The description is well-structured and front-loaded with the core purpose, followed by a bulleted list of presets and clear parameter explanations. Every sentence adds value—no fluff—making it efficient and easy to parse for an AI agent.

Shorter descriptions cost fewer tokens and are easier for agents to parse. Every sentence should earn its place.

Completeness4/5

Given the tool's complexity, does the description cover enough for an agent to succeed on first attempt?

Given the tool's moderate complexity (2 parameters, no output schema, no annotations), the description is largely complete: it covers purpose, usage, parameters, and behavior. However, it lacks details on return values (only mentions a dict with status and preset name without specifics) and does not address potential errors or limitations, leaving minor gaps in full context.

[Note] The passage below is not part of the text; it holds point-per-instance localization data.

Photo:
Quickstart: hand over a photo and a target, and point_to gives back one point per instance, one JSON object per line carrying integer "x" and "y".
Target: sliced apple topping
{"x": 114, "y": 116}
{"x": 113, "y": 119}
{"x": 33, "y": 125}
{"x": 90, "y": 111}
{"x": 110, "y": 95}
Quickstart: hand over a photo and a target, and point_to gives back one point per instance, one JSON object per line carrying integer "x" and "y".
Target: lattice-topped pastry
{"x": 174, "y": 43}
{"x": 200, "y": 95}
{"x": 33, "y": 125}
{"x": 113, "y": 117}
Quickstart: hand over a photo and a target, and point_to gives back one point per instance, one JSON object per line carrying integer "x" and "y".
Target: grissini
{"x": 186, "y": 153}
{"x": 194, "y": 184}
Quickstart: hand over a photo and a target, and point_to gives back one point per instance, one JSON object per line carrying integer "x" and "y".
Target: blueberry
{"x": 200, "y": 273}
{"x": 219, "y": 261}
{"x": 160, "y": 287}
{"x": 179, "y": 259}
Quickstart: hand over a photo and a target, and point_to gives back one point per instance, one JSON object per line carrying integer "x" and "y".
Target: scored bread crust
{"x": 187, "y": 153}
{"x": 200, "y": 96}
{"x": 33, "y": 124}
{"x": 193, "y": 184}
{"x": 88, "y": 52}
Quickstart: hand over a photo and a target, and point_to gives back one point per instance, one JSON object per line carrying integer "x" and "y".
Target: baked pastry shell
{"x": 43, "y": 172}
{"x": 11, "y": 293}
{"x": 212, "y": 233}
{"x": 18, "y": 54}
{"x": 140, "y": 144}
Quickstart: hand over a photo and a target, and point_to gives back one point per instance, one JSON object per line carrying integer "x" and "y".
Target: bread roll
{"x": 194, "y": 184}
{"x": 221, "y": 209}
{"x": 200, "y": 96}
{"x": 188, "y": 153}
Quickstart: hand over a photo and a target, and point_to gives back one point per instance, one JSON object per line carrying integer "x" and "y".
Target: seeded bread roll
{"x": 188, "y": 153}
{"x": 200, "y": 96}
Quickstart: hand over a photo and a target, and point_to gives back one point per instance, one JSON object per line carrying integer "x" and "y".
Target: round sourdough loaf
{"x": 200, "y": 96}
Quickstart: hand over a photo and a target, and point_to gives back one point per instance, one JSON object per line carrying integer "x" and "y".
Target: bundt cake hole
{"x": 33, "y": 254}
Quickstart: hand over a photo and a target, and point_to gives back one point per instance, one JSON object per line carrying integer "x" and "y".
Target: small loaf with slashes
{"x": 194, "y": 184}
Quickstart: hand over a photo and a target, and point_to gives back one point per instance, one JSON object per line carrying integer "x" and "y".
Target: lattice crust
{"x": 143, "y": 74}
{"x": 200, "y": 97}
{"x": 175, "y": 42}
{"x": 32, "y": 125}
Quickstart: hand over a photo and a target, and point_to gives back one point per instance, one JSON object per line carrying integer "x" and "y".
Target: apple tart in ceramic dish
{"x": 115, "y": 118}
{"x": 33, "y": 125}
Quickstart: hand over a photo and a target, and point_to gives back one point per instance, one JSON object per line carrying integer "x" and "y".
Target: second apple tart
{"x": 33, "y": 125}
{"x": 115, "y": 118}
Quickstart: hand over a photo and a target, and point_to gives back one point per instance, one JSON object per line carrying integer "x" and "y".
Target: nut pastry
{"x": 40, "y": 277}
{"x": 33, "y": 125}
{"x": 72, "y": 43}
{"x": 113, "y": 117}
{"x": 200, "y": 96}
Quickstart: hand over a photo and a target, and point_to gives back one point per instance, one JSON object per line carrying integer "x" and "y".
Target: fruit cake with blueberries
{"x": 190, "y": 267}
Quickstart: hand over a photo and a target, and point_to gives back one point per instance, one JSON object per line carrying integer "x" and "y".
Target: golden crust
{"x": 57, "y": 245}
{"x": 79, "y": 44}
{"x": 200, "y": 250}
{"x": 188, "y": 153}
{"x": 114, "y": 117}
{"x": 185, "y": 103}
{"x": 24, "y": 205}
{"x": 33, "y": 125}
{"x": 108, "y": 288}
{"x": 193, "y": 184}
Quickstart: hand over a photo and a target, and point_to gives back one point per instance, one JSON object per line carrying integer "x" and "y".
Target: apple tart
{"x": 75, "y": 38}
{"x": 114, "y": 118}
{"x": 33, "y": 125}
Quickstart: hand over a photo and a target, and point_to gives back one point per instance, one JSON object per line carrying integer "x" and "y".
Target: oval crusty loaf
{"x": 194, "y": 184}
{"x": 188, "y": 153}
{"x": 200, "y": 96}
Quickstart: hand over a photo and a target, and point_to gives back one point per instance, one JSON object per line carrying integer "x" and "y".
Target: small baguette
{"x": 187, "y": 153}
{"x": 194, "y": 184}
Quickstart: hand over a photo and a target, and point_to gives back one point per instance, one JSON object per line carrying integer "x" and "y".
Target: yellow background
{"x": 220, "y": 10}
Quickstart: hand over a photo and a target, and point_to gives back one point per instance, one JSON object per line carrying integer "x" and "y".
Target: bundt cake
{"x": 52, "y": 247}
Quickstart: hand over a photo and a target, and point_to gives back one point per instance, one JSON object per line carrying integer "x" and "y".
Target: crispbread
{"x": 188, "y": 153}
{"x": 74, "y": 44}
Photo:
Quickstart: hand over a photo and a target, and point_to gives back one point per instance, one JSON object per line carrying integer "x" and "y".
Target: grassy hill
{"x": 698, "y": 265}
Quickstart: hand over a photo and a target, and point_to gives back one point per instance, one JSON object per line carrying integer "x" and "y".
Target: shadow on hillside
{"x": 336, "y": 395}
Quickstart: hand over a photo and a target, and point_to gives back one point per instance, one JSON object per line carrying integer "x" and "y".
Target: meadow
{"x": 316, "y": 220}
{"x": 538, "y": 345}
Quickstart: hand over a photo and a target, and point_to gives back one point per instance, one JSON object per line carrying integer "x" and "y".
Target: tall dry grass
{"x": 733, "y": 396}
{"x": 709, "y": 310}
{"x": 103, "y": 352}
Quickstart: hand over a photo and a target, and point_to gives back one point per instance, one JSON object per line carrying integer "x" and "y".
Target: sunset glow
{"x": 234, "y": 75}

Complex tools with many parameters or behaviors need more documentation. Simple tools need less. This dimension scales expectations accordingly.

Parameters5/5

Does the description clarify parameter syntax, constraints, interactions, or defaults beyond what the schema provides?

Schema description coverage is 0%, so the description must compensate fully. It does so by clearly explaining both parameters: 'preset' is detailed with an enumerated list of options and their functions, and 'persistent' is defined with its default behavior and effect on hook survival. This adds significant meaning beyond the bare schema.

Input schemas describe structure but not intent. Descriptions should explain non-obvious parameter relationships and valid value ranges.

Purpose5/5

Does the description clearly state what the tool does and how it differs from similar tools?

The description clearly states the tool's purpose with specific verbs ('inject a pre-built hook template') and resources ('common reverse engineering tasks'), distinguishing it from siblings like 'hook_function' or 'bypass_debugger_trap' by focusing on preset templates rather than custom hooks or single bypasses. It explicitly lists available presets, making the scope concrete and actionable.

Agents choose between tools based on descriptions. A clear purpose with a specific verb and resource helps agents select the right tool.

Usage Guidelines4/5

Does the description explain when to use this tool, when not to, or what alternatives exist?

The description provides clear context for when to use this tool—for injecting predefined hooks in reverse engineering—and implies alternatives by listing specific presets (e.g., 'xhr' vs. 'fetch'), but it does not explicitly state when not to use it or compare it to sibling tools like 'hook_function' for custom hooks. This gives good guidance but lacks explicit exclusions.

Agents often have multiple tools that could apply. Explicit usage guidance like "use X instead of Y when Z" prevents misuse.